June 8, 2010 — The University of Virginia will try to save two megawatts of electricity between 2 and 3 p.m. on Thursday, and is calling on employees to help out.
The Demand Response Program, sponsored by the state Department of Mines, Minerals and Energy, is designed to do a practice run of energy reduction, so that in case of an "energy emergency" U.Va. will be prepared to reduce its consumption. Two megawatts represent about 4 percent of U.Va.'s daily maximum demand in the last six months and would power about 140 homes for a year.
An energy emergency could be declared if there is peak load on the electric generating and transmission system, such as a very hot summer day when everyone with an air conditioner is using it.
“For one hour we will ask all students, faculty and staff to participate by turning off non-essential lights, computers and other devices using electricity,” said Nina Morris, sustainability outreach coordinator for Facilities Management. “We will be offering prizes to encourage participation and increase awareness of ways to save energy.”
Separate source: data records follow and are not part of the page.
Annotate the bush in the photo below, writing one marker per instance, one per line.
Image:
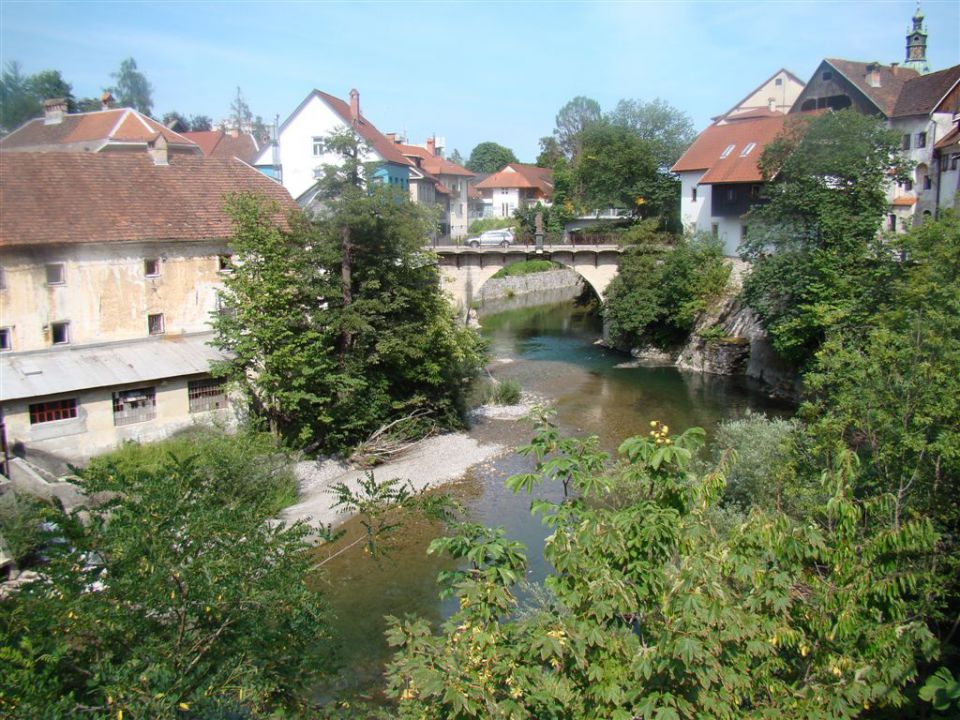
(527, 267)
(249, 467)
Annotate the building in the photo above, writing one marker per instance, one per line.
(226, 144)
(109, 268)
(514, 187)
(451, 191)
(299, 155)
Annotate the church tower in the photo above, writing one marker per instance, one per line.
(917, 45)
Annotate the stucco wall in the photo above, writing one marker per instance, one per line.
(106, 295)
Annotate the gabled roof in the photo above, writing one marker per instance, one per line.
(92, 132)
(55, 198)
(433, 164)
(518, 175)
(892, 80)
(921, 95)
(217, 143)
(731, 138)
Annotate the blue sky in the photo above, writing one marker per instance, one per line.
(468, 71)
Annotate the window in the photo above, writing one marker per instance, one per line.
(133, 406)
(155, 324)
(55, 274)
(53, 410)
(207, 394)
(60, 333)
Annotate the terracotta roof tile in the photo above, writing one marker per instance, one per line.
(892, 80)
(705, 153)
(518, 175)
(116, 197)
(367, 130)
(920, 95)
(89, 132)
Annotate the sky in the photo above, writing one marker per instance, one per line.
(466, 71)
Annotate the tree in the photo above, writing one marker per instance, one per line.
(174, 597)
(653, 612)
(571, 122)
(131, 88)
(668, 130)
(338, 323)
(489, 157)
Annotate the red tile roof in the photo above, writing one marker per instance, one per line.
(52, 198)
(921, 95)
(705, 153)
(518, 175)
(217, 143)
(892, 81)
(90, 132)
(433, 164)
(367, 130)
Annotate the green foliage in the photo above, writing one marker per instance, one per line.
(131, 88)
(659, 291)
(813, 245)
(484, 224)
(172, 599)
(22, 96)
(489, 157)
(653, 613)
(340, 325)
(249, 467)
(527, 267)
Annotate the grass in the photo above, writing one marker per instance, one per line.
(527, 267)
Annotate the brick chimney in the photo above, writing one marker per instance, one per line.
(355, 105)
(53, 111)
(158, 150)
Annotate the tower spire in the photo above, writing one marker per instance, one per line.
(917, 44)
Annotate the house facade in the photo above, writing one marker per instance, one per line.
(110, 264)
(514, 187)
(299, 155)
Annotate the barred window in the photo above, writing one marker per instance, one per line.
(207, 394)
(53, 410)
(133, 406)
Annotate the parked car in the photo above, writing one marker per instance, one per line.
(493, 238)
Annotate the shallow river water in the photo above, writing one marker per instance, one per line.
(551, 351)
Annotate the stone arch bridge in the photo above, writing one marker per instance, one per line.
(465, 270)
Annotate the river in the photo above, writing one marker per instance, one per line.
(551, 351)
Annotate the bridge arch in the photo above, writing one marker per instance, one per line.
(464, 270)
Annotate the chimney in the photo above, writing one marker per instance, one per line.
(158, 150)
(53, 111)
(355, 106)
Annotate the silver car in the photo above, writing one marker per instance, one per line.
(493, 238)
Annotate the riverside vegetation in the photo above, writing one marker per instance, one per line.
(796, 569)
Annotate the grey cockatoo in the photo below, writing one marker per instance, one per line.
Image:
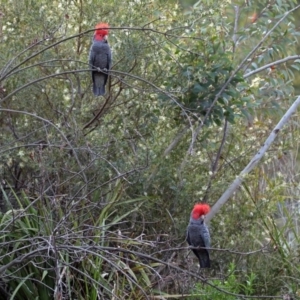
(100, 59)
(198, 234)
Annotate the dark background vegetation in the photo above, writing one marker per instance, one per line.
(96, 192)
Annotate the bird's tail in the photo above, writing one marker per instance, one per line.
(204, 261)
(98, 91)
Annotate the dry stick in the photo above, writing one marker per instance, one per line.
(254, 161)
(272, 64)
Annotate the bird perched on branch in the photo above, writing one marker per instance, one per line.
(100, 58)
(198, 234)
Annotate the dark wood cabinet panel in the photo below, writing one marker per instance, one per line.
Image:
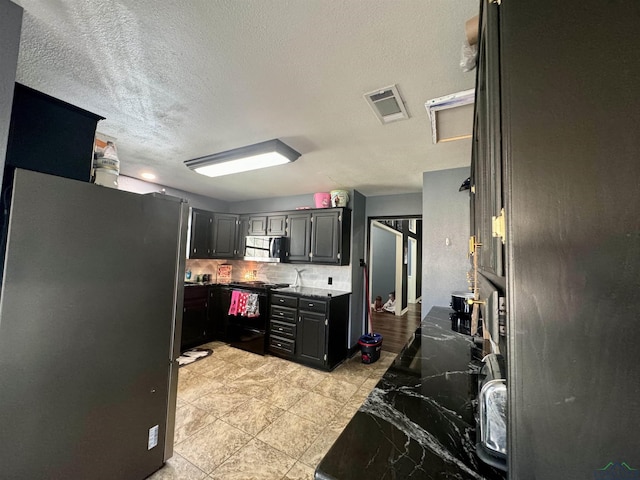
(200, 234)
(310, 339)
(318, 236)
(213, 235)
(310, 330)
(277, 225)
(50, 136)
(243, 231)
(299, 232)
(273, 225)
(257, 225)
(194, 317)
(225, 227)
(325, 237)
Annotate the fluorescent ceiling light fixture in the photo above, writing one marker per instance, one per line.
(252, 157)
(454, 100)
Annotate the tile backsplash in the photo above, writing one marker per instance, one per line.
(310, 275)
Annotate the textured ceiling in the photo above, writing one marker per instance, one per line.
(182, 79)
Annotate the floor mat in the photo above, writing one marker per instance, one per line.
(193, 355)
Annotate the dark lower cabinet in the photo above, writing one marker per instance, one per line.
(309, 330)
(194, 316)
(219, 299)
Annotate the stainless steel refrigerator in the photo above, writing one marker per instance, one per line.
(90, 319)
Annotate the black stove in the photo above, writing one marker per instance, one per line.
(248, 332)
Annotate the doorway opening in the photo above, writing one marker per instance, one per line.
(395, 266)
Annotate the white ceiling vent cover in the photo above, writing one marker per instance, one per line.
(387, 104)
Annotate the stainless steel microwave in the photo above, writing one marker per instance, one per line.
(264, 249)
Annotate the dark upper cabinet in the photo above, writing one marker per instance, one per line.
(257, 225)
(225, 229)
(320, 236)
(200, 234)
(274, 225)
(277, 225)
(325, 237)
(243, 231)
(299, 233)
(310, 338)
(212, 235)
(50, 136)
(330, 234)
(315, 236)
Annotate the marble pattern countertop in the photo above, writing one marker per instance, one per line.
(312, 291)
(417, 423)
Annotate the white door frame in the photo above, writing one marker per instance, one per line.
(399, 260)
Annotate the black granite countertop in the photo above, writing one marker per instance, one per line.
(311, 291)
(417, 423)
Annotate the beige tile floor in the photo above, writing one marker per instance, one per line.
(243, 416)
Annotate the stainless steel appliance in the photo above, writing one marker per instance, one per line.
(265, 249)
(491, 417)
(90, 317)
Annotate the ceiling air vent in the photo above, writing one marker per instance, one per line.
(387, 104)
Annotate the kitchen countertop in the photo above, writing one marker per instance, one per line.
(311, 291)
(417, 423)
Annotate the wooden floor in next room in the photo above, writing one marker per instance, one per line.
(396, 330)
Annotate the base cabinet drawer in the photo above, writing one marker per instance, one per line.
(283, 329)
(284, 300)
(283, 314)
(282, 346)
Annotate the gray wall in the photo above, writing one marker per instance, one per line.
(383, 263)
(445, 215)
(392, 205)
(273, 204)
(10, 27)
(134, 185)
(358, 233)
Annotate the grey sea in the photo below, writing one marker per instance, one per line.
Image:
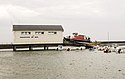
(78, 64)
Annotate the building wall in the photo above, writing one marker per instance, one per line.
(33, 37)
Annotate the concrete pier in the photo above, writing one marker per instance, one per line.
(31, 46)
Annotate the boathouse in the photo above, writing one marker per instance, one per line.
(38, 34)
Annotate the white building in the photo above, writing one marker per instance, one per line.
(38, 34)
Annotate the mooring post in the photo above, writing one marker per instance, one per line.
(47, 47)
(30, 48)
(44, 47)
(14, 48)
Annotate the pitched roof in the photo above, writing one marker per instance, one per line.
(37, 27)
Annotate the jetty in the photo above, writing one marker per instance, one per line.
(15, 47)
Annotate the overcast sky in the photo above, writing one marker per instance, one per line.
(94, 18)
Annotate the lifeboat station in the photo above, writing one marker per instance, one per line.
(37, 36)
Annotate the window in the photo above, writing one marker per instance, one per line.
(52, 32)
(39, 33)
(25, 33)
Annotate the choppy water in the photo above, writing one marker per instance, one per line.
(78, 64)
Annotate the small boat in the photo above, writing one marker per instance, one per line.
(78, 38)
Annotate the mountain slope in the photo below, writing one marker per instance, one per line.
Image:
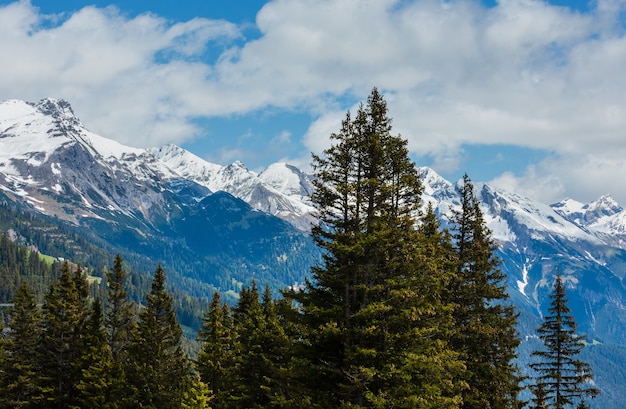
(218, 227)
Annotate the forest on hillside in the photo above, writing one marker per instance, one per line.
(399, 313)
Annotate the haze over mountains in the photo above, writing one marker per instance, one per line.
(221, 226)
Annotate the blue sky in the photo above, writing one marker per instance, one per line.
(528, 95)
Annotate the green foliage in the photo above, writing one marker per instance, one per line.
(562, 379)
(159, 369)
(217, 359)
(486, 335)
(64, 323)
(378, 333)
(19, 387)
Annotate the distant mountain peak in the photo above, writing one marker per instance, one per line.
(56, 107)
(590, 213)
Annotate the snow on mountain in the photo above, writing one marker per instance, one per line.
(590, 213)
(280, 190)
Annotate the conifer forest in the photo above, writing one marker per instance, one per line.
(398, 313)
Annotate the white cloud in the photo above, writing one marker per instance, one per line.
(134, 79)
(455, 72)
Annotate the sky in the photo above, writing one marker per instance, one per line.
(527, 95)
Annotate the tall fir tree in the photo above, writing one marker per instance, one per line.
(160, 371)
(562, 379)
(486, 336)
(262, 372)
(119, 324)
(219, 353)
(367, 197)
(93, 388)
(19, 386)
(64, 322)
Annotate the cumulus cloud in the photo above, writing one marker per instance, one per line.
(455, 73)
(135, 79)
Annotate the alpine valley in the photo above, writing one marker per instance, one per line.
(216, 227)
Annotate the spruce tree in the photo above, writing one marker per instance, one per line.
(160, 370)
(486, 335)
(64, 317)
(262, 369)
(119, 325)
(219, 353)
(20, 376)
(93, 388)
(562, 379)
(366, 307)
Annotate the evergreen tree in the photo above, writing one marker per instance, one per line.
(261, 374)
(219, 354)
(367, 309)
(160, 368)
(197, 395)
(19, 382)
(486, 335)
(93, 389)
(562, 378)
(119, 324)
(64, 323)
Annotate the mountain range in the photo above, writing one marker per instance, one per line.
(218, 227)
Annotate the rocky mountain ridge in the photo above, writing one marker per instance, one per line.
(221, 226)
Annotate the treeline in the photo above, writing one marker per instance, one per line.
(399, 313)
(71, 352)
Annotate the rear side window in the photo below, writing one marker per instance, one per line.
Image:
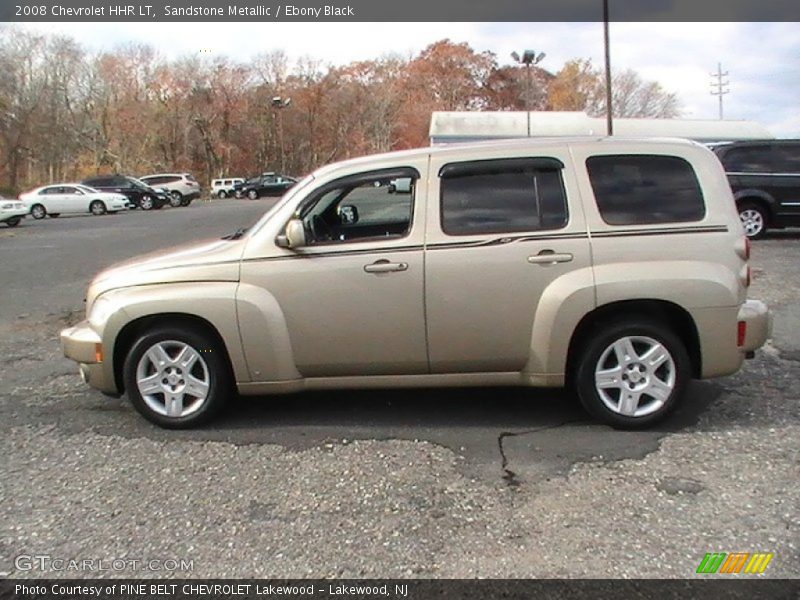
(751, 159)
(502, 196)
(642, 189)
(789, 158)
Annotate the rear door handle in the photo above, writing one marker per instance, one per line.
(549, 257)
(384, 266)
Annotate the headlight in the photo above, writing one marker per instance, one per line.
(100, 311)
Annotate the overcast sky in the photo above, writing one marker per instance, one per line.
(763, 58)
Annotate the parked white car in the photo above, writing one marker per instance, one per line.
(181, 187)
(12, 211)
(222, 188)
(71, 198)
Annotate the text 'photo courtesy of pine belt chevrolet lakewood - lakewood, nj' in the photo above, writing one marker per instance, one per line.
(617, 268)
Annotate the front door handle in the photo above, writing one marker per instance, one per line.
(385, 266)
(549, 257)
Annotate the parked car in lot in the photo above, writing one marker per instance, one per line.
(140, 194)
(72, 198)
(222, 188)
(615, 267)
(765, 179)
(267, 184)
(12, 211)
(181, 187)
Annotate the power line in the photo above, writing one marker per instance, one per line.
(719, 86)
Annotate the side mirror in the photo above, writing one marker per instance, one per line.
(348, 214)
(294, 235)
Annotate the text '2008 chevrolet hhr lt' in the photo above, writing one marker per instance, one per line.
(615, 267)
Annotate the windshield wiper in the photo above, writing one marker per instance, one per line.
(236, 234)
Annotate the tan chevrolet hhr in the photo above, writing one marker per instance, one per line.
(616, 267)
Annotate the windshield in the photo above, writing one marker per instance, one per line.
(291, 193)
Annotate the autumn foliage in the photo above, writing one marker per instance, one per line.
(66, 113)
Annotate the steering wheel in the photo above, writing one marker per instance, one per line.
(320, 230)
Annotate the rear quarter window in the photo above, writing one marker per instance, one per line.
(645, 189)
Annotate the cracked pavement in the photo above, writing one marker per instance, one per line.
(493, 482)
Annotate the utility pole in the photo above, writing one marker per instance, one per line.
(607, 45)
(719, 86)
(530, 59)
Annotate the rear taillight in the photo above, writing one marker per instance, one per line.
(741, 333)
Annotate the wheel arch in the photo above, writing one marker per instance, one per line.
(128, 335)
(757, 197)
(673, 316)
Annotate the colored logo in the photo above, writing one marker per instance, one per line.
(736, 562)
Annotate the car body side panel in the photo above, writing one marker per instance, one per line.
(561, 307)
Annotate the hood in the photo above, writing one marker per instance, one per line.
(211, 260)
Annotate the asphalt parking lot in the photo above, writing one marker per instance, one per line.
(421, 483)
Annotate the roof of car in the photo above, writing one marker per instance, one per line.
(511, 144)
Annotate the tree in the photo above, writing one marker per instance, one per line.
(579, 86)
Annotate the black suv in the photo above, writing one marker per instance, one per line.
(765, 179)
(266, 184)
(141, 195)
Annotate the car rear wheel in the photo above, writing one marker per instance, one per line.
(146, 202)
(97, 208)
(177, 378)
(632, 373)
(38, 211)
(754, 220)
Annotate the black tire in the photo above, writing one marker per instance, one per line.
(597, 354)
(146, 202)
(217, 371)
(38, 211)
(754, 218)
(98, 208)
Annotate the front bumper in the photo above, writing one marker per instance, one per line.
(758, 320)
(82, 344)
(16, 214)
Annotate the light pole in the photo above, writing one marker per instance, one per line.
(609, 107)
(279, 103)
(530, 59)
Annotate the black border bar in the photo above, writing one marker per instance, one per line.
(744, 588)
(398, 11)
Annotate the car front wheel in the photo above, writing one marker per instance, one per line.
(97, 208)
(632, 373)
(146, 202)
(177, 378)
(754, 220)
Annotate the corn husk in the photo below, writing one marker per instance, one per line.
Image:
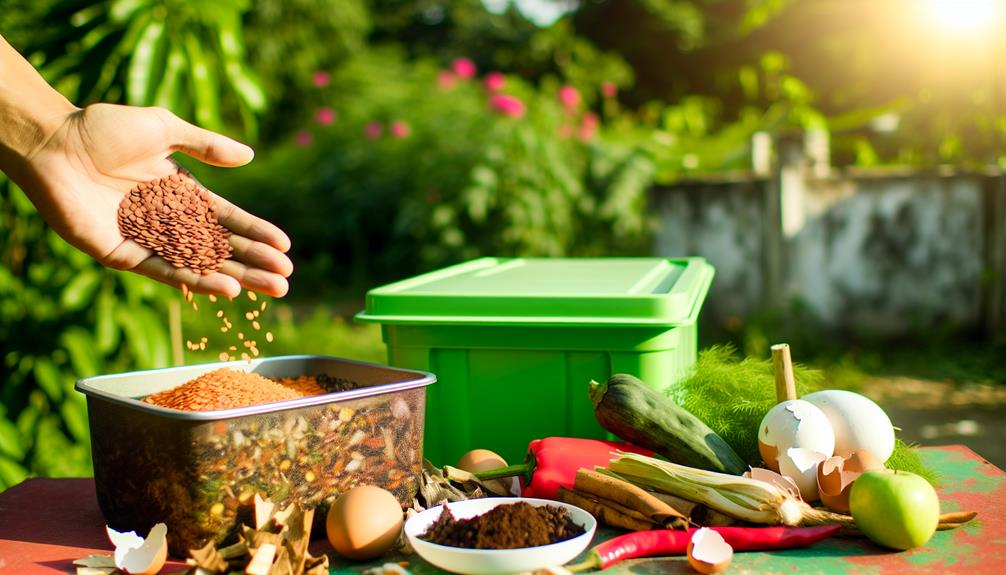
(740, 498)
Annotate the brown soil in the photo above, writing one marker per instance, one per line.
(510, 526)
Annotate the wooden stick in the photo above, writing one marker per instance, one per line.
(786, 385)
(624, 493)
(605, 514)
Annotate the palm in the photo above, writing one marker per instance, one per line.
(95, 163)
(101, 153)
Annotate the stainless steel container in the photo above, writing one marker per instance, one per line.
(198, 470)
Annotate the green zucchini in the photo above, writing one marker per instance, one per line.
(641, 415)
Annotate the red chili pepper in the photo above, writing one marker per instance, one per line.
(552, 462)
(665, 542)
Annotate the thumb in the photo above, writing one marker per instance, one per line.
(208, 147)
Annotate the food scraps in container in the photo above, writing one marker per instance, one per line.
(226, 388)
(508, 526)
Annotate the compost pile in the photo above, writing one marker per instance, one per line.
(511, 526)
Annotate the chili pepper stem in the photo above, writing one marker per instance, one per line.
(524, 469)
(592, 562)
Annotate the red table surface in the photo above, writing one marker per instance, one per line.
(45, 524)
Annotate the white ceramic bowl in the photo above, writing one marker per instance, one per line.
(496, 561)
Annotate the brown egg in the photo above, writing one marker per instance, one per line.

Contestants are asked to send their energy saving tips to email@example.com and the winners will be selected at random.
An actual state of energy emergency would be declared by PJM Interconnection, a regional transmission organization that coordinates the movement of wholesale electricity in all or parts of 13 states and the District of Columbia. The last such emergency was declared on Aug. 8, 2007. It lasted nearly 4 1/2 hours and was blamed on extreme temperatures and humidity.
The program was created by a 2007 executive order from then-Virginia Gov. Timothy M. Kaine and was extended to 2011. More than 70 other state agencies are participating in the exercise. Other participating schools include Virginia Tech and George Mason, Virginia Commonwealth and Old Dominion universities.